[R-lang] SPR experiment: using lmer, transforming data, collinearity, and using a covariable
Klinton Bicknell
kbicknell at ling.ucsd.edu
Fri Aug 1 09:49:14 PDT 2008
Hi Claire,
I have some experience using lmer models to analyze self-paced reading
data, and basically your script looks good! A few comments:
1) I don't really have experience in fitting the distribution of RT
values and transforming them, but your approach seems reasonable to me.
2) You probably want to center your three variables *after* doing the
subset to remove fillers, instead of before. Since in your script
right now you're centering them before doing this subset, there is a
good chance that they are no longer centered when you are doing your
actual analysis.
3) You may want to try including random participant and item slopes
for your effects of interest, since that is something essentially
built in to analyses like a traditional repeated measures Anova.
However, putting in the full (1+cRelativiser * cAttachment | item),
may make your model hard for lmer to estimate.
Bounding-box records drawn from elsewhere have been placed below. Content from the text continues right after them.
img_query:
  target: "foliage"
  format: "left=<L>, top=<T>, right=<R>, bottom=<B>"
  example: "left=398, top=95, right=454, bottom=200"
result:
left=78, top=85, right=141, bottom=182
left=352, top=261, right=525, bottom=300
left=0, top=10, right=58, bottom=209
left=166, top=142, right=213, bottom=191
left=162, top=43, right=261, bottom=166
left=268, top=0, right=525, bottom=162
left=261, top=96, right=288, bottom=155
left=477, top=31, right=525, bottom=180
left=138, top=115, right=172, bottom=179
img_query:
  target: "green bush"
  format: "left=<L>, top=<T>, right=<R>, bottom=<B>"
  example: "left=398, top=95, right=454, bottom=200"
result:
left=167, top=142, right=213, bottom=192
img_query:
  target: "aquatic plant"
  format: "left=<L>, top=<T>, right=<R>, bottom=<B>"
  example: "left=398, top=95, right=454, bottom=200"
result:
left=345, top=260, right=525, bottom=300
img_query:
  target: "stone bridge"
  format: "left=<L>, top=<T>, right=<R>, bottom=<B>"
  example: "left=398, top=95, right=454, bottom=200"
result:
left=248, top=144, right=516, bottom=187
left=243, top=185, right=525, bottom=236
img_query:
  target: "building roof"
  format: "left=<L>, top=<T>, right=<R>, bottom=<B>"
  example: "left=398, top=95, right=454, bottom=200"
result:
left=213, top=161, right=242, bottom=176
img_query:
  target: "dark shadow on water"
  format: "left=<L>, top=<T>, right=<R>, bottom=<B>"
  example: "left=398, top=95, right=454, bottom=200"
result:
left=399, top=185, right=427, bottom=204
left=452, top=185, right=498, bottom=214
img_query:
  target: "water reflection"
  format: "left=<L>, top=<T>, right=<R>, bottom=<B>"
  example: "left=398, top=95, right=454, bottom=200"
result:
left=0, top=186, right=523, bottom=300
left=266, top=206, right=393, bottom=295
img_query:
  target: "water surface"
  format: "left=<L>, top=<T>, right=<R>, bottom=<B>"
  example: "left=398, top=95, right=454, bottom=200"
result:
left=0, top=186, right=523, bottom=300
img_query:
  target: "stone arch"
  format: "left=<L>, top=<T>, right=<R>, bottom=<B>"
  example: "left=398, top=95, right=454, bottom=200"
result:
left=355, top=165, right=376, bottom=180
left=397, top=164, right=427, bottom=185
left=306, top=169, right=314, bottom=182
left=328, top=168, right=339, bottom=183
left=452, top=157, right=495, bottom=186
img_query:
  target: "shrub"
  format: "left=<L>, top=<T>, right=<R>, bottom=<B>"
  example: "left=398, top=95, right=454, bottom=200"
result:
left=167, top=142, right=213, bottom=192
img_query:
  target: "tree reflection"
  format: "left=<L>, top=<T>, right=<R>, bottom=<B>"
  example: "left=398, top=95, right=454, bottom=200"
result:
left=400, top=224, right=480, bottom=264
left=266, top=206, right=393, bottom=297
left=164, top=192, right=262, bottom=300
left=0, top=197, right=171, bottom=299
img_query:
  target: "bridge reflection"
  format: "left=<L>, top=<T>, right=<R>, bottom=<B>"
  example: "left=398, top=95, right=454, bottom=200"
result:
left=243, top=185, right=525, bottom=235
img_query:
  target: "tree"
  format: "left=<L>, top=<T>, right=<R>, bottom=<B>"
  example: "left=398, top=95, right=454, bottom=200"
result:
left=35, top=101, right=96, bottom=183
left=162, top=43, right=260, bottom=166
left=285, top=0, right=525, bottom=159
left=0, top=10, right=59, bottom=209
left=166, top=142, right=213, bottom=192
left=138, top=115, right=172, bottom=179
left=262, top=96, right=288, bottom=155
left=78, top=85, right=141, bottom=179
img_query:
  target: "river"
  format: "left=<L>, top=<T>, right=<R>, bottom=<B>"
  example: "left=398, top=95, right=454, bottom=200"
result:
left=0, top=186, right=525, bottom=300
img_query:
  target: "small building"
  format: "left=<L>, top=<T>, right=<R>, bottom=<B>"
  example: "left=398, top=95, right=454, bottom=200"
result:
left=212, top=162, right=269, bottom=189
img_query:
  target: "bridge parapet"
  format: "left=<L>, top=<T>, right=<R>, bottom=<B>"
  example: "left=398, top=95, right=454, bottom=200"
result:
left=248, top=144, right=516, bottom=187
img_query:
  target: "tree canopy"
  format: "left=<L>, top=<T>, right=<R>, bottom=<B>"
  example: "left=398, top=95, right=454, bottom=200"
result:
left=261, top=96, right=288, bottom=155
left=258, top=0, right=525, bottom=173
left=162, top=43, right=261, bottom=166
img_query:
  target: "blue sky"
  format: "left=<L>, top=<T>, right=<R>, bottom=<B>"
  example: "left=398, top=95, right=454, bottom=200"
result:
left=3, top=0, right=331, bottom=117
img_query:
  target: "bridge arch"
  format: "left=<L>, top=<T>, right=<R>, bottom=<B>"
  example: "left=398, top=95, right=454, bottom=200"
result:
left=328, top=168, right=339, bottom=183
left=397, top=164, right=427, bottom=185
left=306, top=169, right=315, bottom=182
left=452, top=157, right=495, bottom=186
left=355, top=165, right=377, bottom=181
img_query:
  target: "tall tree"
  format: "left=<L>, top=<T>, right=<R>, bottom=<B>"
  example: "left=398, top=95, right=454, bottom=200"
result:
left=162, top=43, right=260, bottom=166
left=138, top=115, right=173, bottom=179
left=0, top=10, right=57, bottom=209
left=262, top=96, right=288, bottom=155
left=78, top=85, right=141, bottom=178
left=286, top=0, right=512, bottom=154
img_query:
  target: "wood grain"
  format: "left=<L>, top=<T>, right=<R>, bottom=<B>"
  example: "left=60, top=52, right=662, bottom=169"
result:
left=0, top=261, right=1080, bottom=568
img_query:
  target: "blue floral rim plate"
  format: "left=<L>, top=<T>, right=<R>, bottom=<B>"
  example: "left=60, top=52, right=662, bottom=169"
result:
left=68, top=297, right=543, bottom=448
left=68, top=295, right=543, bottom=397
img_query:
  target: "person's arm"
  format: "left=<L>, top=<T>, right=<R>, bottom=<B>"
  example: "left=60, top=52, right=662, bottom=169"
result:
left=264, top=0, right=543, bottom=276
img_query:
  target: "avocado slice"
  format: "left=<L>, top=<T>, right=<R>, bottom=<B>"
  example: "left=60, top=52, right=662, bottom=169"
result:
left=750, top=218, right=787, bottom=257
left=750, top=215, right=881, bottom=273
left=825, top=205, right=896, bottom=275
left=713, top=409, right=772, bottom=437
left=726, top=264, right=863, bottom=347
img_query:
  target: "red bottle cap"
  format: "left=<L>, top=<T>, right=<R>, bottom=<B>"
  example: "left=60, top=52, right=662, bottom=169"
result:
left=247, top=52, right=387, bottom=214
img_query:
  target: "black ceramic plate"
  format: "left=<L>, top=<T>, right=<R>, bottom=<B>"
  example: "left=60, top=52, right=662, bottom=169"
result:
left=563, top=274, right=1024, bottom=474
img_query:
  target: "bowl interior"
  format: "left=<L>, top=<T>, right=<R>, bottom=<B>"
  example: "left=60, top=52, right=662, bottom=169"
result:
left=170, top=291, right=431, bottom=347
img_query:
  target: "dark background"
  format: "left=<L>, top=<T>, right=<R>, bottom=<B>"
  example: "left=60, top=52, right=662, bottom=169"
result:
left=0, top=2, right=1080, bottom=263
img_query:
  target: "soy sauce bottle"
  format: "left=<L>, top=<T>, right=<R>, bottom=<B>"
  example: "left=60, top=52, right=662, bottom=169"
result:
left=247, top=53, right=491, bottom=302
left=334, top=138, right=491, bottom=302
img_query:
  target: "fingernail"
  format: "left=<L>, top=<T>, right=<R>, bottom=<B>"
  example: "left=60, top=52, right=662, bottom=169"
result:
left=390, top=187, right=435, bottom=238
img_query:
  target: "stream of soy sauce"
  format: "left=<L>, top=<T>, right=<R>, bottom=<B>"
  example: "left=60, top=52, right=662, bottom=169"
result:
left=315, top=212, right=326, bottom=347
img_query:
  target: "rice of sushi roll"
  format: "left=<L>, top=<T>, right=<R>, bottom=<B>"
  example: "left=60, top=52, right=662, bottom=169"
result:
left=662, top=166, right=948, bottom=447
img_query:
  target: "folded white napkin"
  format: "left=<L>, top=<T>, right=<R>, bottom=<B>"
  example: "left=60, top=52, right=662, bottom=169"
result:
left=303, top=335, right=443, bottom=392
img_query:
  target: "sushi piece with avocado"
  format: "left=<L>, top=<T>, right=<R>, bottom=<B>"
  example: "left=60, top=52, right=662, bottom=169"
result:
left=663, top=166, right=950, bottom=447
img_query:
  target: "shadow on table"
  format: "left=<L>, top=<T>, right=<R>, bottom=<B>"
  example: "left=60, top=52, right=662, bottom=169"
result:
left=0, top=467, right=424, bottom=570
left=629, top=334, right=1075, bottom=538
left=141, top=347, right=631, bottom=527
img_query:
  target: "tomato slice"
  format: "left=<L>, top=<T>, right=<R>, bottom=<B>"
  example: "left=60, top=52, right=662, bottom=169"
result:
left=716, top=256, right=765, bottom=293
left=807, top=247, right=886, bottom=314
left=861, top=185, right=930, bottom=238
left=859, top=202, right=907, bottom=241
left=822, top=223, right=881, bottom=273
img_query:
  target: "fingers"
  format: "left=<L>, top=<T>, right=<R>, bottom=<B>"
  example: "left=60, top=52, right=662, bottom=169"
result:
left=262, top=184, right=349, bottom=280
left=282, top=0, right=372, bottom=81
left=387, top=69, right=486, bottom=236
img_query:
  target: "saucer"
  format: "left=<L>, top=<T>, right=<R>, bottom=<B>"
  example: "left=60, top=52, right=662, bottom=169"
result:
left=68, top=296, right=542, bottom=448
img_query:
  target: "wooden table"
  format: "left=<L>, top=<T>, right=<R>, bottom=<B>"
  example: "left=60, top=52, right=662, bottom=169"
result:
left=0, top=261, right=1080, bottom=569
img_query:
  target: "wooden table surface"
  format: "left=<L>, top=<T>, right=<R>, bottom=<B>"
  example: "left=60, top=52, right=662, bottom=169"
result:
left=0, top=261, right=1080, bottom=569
So, you may be able to
iteratively add or iteratively remove these random effects using the
anova() function to compare lmer models that are a subset of each
other. (Harald Baayen's In Press book discusses this in chapter 7.)
4) I'm guessing that when the script says 'the highest value is 0.57',
you're meaning that 0.57 is the largest of the correlations of fixed
effects in the lmer summary? (and thus you're checking for
collinearity). I believe that as a rule of thumb (and someone please
correct me if I'm wrong), correlations of fixed effects over 0.1 are
somewhat troubling, and over 0.2 are bad. (Although I believe higher
correlations between a coefficient estimate and the intercept estimate
are inconsequential.) You may find that centering your variables after
doing the subset will fix the collinearity that you may be having.
5) I'm not quite sure I understand the 'regression with residuals'
section. Are you trying to deal with a correlation between the
estimates of the coefficients for cRelativiser/cAttachment and their
interaction? If so, I'm not sure of a good way to do that--maybe
someone else knows of one? But centering your variables will probably
go a long way to helping. (You'll want to center again after making
the SPR.relativiser subset).
6) Finally, regarding the error from HPDinterval, could you give the
error message that you're getting!
Hope this helps!
Klinton
On Jul 28, 2008, at 8:07 , Claire Delle Luche wrote:
> Dear R-lang users,
>
> I try to analyse a self paced reading experiment where I have two
> fixed variables (Relativiser, Attachment), two random variables
> (Participant, ItemNbr), and one covariable (BiasValue). The
> dependant variable is RT, reading time region by region.
>
> My main aim is to remove the variance induced by BiasValue on
> Attachment, but I did not find any code for that.
>
> My procedure is the following, elaborated from bits and tips:
> - fit the data distribution, suggesting an inverse square root
> transform, rather than the classical log transform (on all RTs)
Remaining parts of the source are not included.